"Quand j'ai lu le scénario, je me suis dit que je ne voulais pas tourner ça." Ces belles paroles viennent du réalisateur de "La Grande Muraille", Zhang Yimou.
Ben, il l'a pourtant fait, ce grand nigaud ! Avec, en plus, l'approbation de son gouvernement et une volonté d'en faire le fondement d'une saga qui transmettrait "les vertus chinoises de bravoure, d'abnégation et de sacrifice" à travers le monde.
C'est beau... Mais est-ce que tout cela est une raison bien valable d'aller voir Matt Damon (et son joli petit chignon) balancer des ribambelles de flèches sur tout un tas de bestioles vertes du haut des remparts de la Muraille de Chine ?
Le plus célèbre réalisateur chinois nous livre donc ce premier vrai représentant d'une nouvelle génération de blockbusters amenés à se développer : les coproductions sino-américaines visant à rafler un maximum de dollars/yuans sur leurs marchés respectifs.
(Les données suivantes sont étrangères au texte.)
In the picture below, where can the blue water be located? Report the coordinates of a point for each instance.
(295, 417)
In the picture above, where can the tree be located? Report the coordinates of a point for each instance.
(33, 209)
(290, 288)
Prenez une star 100% américaine (Matt Damon donc), placez-la au coeur d'une intrigue prétexte à tous les délires habituels des blockbusters chinois (des batailles moyenâgeuses dantesques, de la voltige dans les airs et des créatures à faire tomber à la renverse n'importe quel zoologiste sain d'esprit) mais pas trop pour ne pas bouleverser le potentiel spectateur occidental et, hop, vous obtenez un produit purement commercial à gros budget avec son lot de scènes spectaculaires mais complètement dénué de surprise !
En effet, de ce point de vue, "La Grande Muraille" fait aussi bien que les blockbusters purement américains (voire même mieux que certains récemment) en remplissant pleinement son objectif de proposer un divertissement qui sait en mettre plein la vue quand il le faut tout en ne créant jamais la moindre once d'ennui (les 1h40 passent à la vitesse de la lumière).
Seulement, il s'en approprie aussi hélas tous les majeurs défauts : une trame scénaristique rachitique où deux occidentaux, venus voler le secret de la poudre aux civilisations asiatiques, se retrouvent en plein conflit séculaire entre l'armée impériale et des meutes de dragons-aliens voulant traverser la Grande Muraille pour envahir la capitale... et c'est quasiment tout; des personnages caricaturaux à souhait quand ils ne sont pas transparents (le héros égoïste qui épouse les valeurs altruistes de l'autochtone, la jolie générale prétexte à un semblant d'amourette, le traître veule, le tout jeune soldat maladroit mais courageux,... tout est là dans un premier degré total) et surtout des seaux de couleuvres à avaler à la chaîne tant "La Grande Muraille" multiplie les énormités à se faire sortir les yeux de la tête au papier de verre.
Comment diable les soldats peuvent-ils bien gagner la première bataille vu qu'ils sont submergés de partout ?? Seules deux ou trois bestioles parviennent aux remparts alors qu'elles sont des milliers à escalader !! Ou encore pourquoi n'utilisent-ils pas leurs armes plus puissantes de suite pour annihiler les monstres en une fois ?? En des siècles de guerre, il n'y a vraiment personne qui a eu l'idée d'en capturer un pour l'étudier, il fallait vraiment la présence d'un Matt Damon pour cette illumination ?? Bref, les réponses à ces questions feront elles aussi partie des légendes anciennes...
Enfin, comme si cela ne suffisait pas, "La Grande Muraille" tombe souvent dans le côté kitch des grosses productions asiatiques avec des effets spéciaux inégaux, des idées un peu bizarres (les corps de régiments colorés façon Power Rangers) ou une volonté de trop en faire à la fois généreuse et ridicule (la virée dans les airs).
Malgré ces grosses lacunes, on ne peut pas dire qu'on passe un désagréable moment devant "La Grande Muraille", loin de là même, il est juste dommage que l'association blockbusterienne de ces deux puissances mondiales ne débouche que sur un produit si lisse, si oubliable, si calibré, si... pas grand chose en fait.